Here, I am seeing the community engage with the park, and am struck again by its value. As I examine the park itself over time, I may begin to think about the larger questions surrounding park design and layout, how residents' access to park space can be hindered or improved, and the role that the park plays not just as community gathering space, but as community advocate and agent: a place that metaphorical gives lifeblood to the surrounding neighborhoods, and serves as a point of pride.

I realize, now, from my last observation of the maintenance worker, that he was doing his own small part to instill pride and to make the park something that can be showcased and shown off. It is ingenuous for me to judge him; certainly, he has a role. His leaf-blowing antics may distract me from my point of interest from time-to-time (the leaves themselves), but ultimately, he has as much right to this space as I do.

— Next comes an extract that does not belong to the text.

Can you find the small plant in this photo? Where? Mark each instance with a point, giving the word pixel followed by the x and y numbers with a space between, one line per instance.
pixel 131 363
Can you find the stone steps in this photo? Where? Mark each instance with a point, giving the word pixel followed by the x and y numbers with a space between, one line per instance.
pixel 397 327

Monday, September 23, 2013

Fall Settles In

An autumnal chill has settled over Frick Park, and a recent rain has left the grass dewy. Clover is sprouting in little clusters-- the whole park is as green as the summer, but it is a grey, breezy September day.

I never mentioned the birch trees before. They are tall and brittle, dropping thin slabs of bark on the pedestrian paths they stretch over. Today, I pick up a piece, and am surprised by its softness. I don’t know what I had expected. Fragility, maybe: perhaps that it would break apart into ashes in my hand. The piece is ashy—or gritty, maybe, a membrane of dirt coating the side that had adhered to the trunk of one of the nearby trees—but it is also sturdy, and velvety soft on its outside.

There is a man standing at the southeastern entrance, the only other person I see. He is uphill from me, and seems to be looking down in a sort of predatory way. Or maybe he suspects that I am lost. I try to look busy for a few minutes. Eventually, he saunters over to a bush, and produces from it a leaf-blower. He turns it on, aiming it thirty degrees or so down towards the path, blowing a tempest of early Fall leaves into chaos and towards a growing pile off of the path. He is a park employee, I assume. He is “beautifying”—moving nature out of the way for the joggers that will visit the park.

 The leaves themselves are still thick, slick, and veiny, but they have fully browned. Not browned, really—from a distance, they look Casper white. But up close, they are clearly beige. I pick one of these up, as well, turn it over in my hands, twirl it by the stem. It has the same sturdy—but dry ashy—quality of the birch bark, and I’m left to wonder a bit about this time of year, when some things are still alive, but others are clearly in the process of annual deterioration. Most of the trees are bare, now. Their dropped leaves don’t layer on the ground, but are scattered here or there in uneven assemblages.
I also begin to notice—for the first time of my visits here—the birds. There are some pigeons that have found their way from the city surrounding the park, and other dove-like birds, but mostly I see finches, sparrows and thrushes—a pretty standard collection in a pretty standard urban park. They are busy; they stay close to the ground, mostly, and flock off in cacophony if I crunch a leaf underneath my foot or make any other disturbing noise too close to them. I don’t usually notice them unless or until they fly off. Their feathers are too demure: the same light brown with speckles that the leaves have, and they camouflage too well.


The park employee has finished blowing the leaves, and meets up with a coworker who has parked his truck near that southeastern entrance. The second man is wearing a neon orange vest, the brightest color in the park, and brighter, even, than the siding of houses that I can see uphill and beyond. They both light up a cigarette (I wonder if they are supposed to, on park property, and all) and I move on.